Il titolo è l’ultimo verso di una canzone sionista,
composta da un ebreo prigioniero dei tedeschi come ultimo desiderio prima dell’esecuzione.
Levi l’ha composta, spiega in nota, da sue letture recenti di ebraismo dotto: “Da
alcune parole che ho trovate nei ‘Pirké Avoth’ (“Le massime dei Padri”), una raccolta
di detti di rabbini famosi che fu redatta nel II secolo dopo Cristo e che fa
parte del ‘Talmud’”, attribuite al rabbino Hillel. Alla nota aggiungendo la
chiosa: “Naturalmente, l’interpretazione che di questo testo io attribuisco ai personaggi
non è quella ortodossa”. Con ironica allusione alle difficoltà dell’ortodossia,
che ha già fatto rappresentare a un paio di personaggi, per quanto sionisti. E
cioè di dirsi o essere buoni ebrei.
Una narrazione della Resistenza curiosamente
dal vivo. Curiosamente perché Levi ne ebbe sempre il complesso. Emerge costante
dalle interviste e dalle conferenze - lo storico Sergio Luzzatto l’ha ben evidenziata
in “Partigia” e in “Ritorno su Partigia” – la colpa di non avere fatto la scelta
della Resistenza con acume e serietà, ma da giovanotto superficiale, in modi dilettanteschi
(fu arrestato in quanto partigiano, di una banda autocostituita con due o tre
amici, e sarà lui stesso a denunciarsi ebreo, pensando così di riacquistare la libertà….).
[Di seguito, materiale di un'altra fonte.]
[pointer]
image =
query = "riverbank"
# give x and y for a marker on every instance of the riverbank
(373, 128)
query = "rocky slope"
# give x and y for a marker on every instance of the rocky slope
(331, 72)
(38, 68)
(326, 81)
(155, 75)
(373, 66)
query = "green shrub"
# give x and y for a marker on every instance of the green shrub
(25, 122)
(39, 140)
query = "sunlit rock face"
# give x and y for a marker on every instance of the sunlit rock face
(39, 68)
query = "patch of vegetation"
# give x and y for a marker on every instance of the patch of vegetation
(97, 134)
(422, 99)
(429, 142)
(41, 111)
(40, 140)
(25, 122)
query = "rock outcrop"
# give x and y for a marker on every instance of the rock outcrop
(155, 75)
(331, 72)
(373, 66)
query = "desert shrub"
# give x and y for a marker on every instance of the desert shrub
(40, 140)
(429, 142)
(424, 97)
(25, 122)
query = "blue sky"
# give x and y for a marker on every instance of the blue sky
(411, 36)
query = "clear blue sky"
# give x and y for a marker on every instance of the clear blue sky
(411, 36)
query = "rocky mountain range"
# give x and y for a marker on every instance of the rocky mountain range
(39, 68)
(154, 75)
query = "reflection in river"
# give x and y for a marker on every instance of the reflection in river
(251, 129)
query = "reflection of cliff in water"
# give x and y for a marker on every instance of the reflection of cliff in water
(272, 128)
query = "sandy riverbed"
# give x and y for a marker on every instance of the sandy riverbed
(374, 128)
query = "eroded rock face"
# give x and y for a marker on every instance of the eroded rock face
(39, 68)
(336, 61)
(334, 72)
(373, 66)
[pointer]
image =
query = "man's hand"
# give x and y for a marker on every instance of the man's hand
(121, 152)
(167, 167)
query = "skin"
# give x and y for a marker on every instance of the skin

Un romanzo di avventure. Con la piccola
banda ebraica è tutto un mondo che viene narrato, della Resistenza. Umida, o
sudata, affamata e affannata più che ingorda, incerta più che decisa – la Guerra
partigiana dipende dalla radio, dai “lanci” notturni. Con la fame, il sesso
triste, i pidocchi. Una narrazione che, a bocce ferme, ha tutta l’aria di
essere vera, più delle tante della Resistenza made in Italy, anche di scrittori
illustri, Fenoglio, Meneghello, Bocca, Calvino. Calcolatrice più che avventurosa.
Un esercizio in sopravvivenza.
Una “testimonianza” romanzesca, cioè inventata,
ma scritta come una storia: precisa, conseguente, verosimile. Non molto amata,
rispetto al Levi dei racconti di prigionia e della natura, ma persuasiva, ancora
dopo quarant’anni, e più ricca, sempre leggibile. Soprattutto convincente.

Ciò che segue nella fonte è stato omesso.